A bright and breezy appreciation of yellow (and other colors too).
“Yellow is my favorite color,” declares a girl holding generous bunches of yellow balloons. Over the next few spreads, rhymes sneak in and rhythm builds. “I like red too, / and also blue.” “Red” is enormous rose bouquets and a rose crown; “blue” shows the girl swimming in an ocean. Scansion varies, sometimes an infectious Seuss-ian patter (“Which color do you love the most? / Which color could you eat on toast?”), until rhyme vanishes again near the end. The most engaging of these cheerfully simple watercolor illustrations highlight just one color, such as when the girl, green-clad, swings through a landscape of green trees and grasses. Her jubilant, blocky profile and open-mouthed grin make her exuberance easy to share. Two middle spreads have little to offer (a dull field of flowers; some leaping frogs).
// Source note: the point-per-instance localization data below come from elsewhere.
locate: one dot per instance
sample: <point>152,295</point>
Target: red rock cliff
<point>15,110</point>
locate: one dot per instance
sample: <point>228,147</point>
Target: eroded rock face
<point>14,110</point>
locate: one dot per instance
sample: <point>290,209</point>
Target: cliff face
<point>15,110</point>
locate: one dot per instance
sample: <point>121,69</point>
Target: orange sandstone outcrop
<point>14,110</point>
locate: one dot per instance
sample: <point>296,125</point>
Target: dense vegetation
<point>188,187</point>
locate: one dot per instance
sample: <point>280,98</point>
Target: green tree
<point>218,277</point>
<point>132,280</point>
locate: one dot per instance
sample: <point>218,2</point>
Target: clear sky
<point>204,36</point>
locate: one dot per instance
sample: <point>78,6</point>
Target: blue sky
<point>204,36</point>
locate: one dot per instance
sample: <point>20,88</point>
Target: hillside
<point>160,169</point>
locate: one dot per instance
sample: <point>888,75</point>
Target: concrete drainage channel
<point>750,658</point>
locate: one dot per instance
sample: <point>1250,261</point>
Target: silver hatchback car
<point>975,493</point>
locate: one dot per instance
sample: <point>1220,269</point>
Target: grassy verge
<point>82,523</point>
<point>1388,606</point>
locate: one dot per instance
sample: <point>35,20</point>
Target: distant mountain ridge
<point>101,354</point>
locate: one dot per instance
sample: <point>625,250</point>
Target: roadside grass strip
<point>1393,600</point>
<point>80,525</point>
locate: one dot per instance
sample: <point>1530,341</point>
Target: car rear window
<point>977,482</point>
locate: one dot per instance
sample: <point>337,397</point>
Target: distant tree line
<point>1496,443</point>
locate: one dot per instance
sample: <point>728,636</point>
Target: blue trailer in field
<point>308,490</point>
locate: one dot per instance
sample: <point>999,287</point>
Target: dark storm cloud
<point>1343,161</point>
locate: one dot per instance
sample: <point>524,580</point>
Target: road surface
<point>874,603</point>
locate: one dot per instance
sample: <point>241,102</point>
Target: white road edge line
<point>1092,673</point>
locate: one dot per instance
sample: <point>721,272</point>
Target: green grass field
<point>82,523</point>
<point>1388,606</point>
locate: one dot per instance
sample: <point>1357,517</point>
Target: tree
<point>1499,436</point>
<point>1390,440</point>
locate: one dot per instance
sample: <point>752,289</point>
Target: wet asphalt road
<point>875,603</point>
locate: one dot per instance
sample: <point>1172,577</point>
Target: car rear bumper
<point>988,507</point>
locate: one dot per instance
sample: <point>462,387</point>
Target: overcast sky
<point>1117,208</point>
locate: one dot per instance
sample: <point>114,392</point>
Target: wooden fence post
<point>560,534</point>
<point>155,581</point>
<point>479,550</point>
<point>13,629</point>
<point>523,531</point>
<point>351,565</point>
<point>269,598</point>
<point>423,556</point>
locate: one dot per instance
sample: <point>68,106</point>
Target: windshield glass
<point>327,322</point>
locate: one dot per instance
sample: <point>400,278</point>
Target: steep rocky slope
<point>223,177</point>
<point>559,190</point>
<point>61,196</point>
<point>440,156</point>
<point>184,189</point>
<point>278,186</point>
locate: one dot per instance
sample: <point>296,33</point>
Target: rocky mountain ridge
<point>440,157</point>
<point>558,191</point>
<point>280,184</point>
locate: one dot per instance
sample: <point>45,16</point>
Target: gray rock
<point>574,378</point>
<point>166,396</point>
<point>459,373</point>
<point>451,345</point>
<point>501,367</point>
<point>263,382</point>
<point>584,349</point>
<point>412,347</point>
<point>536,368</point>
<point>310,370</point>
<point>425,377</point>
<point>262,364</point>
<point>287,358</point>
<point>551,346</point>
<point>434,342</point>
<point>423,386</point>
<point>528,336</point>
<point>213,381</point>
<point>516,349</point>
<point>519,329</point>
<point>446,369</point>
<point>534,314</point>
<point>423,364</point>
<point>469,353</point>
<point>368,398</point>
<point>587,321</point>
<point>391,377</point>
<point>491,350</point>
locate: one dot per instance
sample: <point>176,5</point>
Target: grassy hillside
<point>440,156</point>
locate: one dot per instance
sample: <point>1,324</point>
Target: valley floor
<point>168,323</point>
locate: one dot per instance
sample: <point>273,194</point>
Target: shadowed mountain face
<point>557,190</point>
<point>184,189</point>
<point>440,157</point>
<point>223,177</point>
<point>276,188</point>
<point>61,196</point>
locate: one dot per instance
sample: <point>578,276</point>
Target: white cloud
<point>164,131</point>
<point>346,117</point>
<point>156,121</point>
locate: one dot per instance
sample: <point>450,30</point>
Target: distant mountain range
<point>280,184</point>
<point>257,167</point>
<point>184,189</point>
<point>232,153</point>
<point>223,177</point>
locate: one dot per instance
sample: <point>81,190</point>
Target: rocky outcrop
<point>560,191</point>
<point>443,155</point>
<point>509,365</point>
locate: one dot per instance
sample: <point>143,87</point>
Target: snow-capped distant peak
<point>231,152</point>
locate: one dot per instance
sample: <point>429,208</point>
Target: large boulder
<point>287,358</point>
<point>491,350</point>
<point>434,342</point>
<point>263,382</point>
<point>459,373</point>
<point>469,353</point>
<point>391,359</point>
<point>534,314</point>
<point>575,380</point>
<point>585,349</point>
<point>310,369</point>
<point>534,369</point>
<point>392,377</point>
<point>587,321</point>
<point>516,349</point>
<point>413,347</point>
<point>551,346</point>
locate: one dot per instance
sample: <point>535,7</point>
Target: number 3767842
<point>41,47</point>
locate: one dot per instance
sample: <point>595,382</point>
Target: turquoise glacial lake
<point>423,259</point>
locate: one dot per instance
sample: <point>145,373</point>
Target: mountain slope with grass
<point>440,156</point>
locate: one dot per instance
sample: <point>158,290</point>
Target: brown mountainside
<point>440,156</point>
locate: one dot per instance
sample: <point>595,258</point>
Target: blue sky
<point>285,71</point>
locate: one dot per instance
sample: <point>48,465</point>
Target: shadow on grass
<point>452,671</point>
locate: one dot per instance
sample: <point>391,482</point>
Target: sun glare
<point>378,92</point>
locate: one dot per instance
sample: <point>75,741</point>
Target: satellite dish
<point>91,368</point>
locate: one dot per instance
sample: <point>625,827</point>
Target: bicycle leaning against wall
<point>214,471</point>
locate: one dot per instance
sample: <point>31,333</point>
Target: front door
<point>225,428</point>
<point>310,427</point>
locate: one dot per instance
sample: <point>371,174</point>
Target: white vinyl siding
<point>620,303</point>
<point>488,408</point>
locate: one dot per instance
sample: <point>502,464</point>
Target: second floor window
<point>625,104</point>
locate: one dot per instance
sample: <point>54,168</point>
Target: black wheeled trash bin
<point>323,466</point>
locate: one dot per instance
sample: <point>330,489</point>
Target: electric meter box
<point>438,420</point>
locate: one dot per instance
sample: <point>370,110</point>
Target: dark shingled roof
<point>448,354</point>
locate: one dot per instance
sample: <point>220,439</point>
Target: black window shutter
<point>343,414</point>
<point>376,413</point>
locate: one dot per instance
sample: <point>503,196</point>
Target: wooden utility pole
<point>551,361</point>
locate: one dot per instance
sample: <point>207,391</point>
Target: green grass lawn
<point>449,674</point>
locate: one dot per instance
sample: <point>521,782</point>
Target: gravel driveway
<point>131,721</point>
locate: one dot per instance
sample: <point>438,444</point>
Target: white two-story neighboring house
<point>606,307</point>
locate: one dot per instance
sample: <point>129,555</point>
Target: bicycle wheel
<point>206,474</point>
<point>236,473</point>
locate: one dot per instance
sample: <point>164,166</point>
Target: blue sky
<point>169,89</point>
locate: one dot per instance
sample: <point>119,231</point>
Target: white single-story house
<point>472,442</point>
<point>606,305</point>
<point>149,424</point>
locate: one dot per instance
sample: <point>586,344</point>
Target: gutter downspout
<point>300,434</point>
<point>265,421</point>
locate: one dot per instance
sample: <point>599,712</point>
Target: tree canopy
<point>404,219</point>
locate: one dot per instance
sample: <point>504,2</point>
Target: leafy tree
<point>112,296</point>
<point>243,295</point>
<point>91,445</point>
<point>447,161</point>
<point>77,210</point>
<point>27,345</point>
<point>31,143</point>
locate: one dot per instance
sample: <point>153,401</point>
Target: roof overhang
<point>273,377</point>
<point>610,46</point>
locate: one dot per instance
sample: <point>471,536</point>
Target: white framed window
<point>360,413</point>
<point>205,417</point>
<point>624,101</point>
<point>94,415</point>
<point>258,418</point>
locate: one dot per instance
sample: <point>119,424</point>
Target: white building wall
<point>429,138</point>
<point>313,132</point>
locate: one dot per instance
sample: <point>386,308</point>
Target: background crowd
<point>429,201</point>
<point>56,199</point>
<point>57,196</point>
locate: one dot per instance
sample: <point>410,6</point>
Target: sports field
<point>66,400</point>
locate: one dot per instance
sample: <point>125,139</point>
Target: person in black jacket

When a multiethnic group of playmates joins the white protagonist, two unsettling details appear. While pink and brown people have eyes drawn in simple dots or dots surrounded by whites, one girl’s eyes are a single line each—a reductive shortcut connoting “Asian” that makes those eyes look inappropriately closed. Another girl’s skin is plain black watercolor; lacking any brown or warm undertones, she seems ghoulish alongside the others.
Somewhat inconsistent, but when highlighting a single color, sunny as yellow.